Identification of the antibacterial peptides of GSDMD. (A) The E. coli cells transformed with WT and truncated GSDMD were incubated at 37 °C for 20 h. The data showed that the short regions (residues 80–90 and residues 70–90) are sufficient to inhibit bacterial growth. (B and C) The effects of two synthesized peptides, FHFYDAMDGQI (B) and AEPDVQRGRSFHFYDAMDGQI (C), on the growth of E. coli host strains. The peptide sequences are the same as the two regions in GSDMD. (D and E) The effects of two synthesized peptides, FHFYDAMDGQI (D) and AEPDVQRGRSFHFYDAMDGQI (E) on the growth of M. smegmatis host strains.
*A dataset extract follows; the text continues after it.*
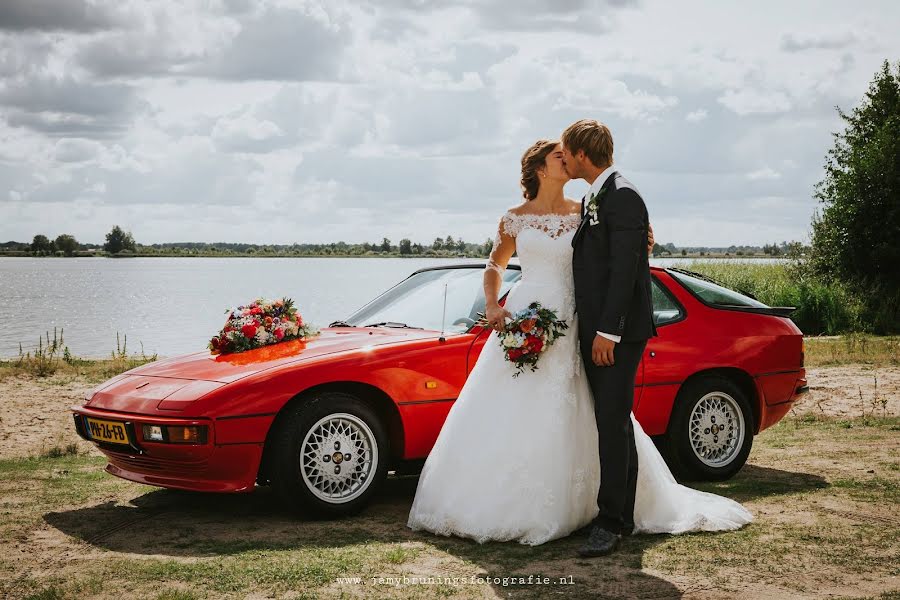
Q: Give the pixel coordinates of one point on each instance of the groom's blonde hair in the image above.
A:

Serial dilutions of the peptides with final concentrations of 500 μM, 125 μM, 31.25 μM, 8 μM, 2 μM, 488 nM, 122 nM, 30 nM, 8 nM, 2 nM, and 0 nM were added to the LB media (B and C) or to Middlebrook 7H9 broth with OADC enrichment (D and E) cultures. The growth curves were determined by measuring the OD at 600 nm. (F) Live images of GSDMD-N and its mutants. 293T cells were transfected with FLAG-tagged GSDMD-N, Sub(70–90) (in which residues 70–90 were replaced with a linker sequence GSGGGS), or the truncated version 185–275. (G) The LDH assay shows that substitution of residues 70–90 abolished pyroptosis-induced activity. ***P < 0.001; N.S., not significant. (H) Expression levels of GSDMD-N and its mutants in 293T cells.

Fig. 6.

The amyloid-forming segments of human GSDMD. (A) The loop region (residues 82–90) is shown by sticks on the modeled GSDMD structure. (B) The three amyloid-forming segments are labeled as PP1 (120-VYSLSV-125, red), PP2 (211-GSTLAF-216, blue), and PP3 (218-VAQLVI-223, purple), respectively. (C) The three short segments are prone to form amyloid fibrils. (Upper) Needle-like crystals. (Lower) X-ray diffraction patterns. The perpendicular rings at 4.7 Å and 9.4 Å represent a typical amyloid diffraction pattern. (Magnification: Upper, 80×; Lower, 2×.)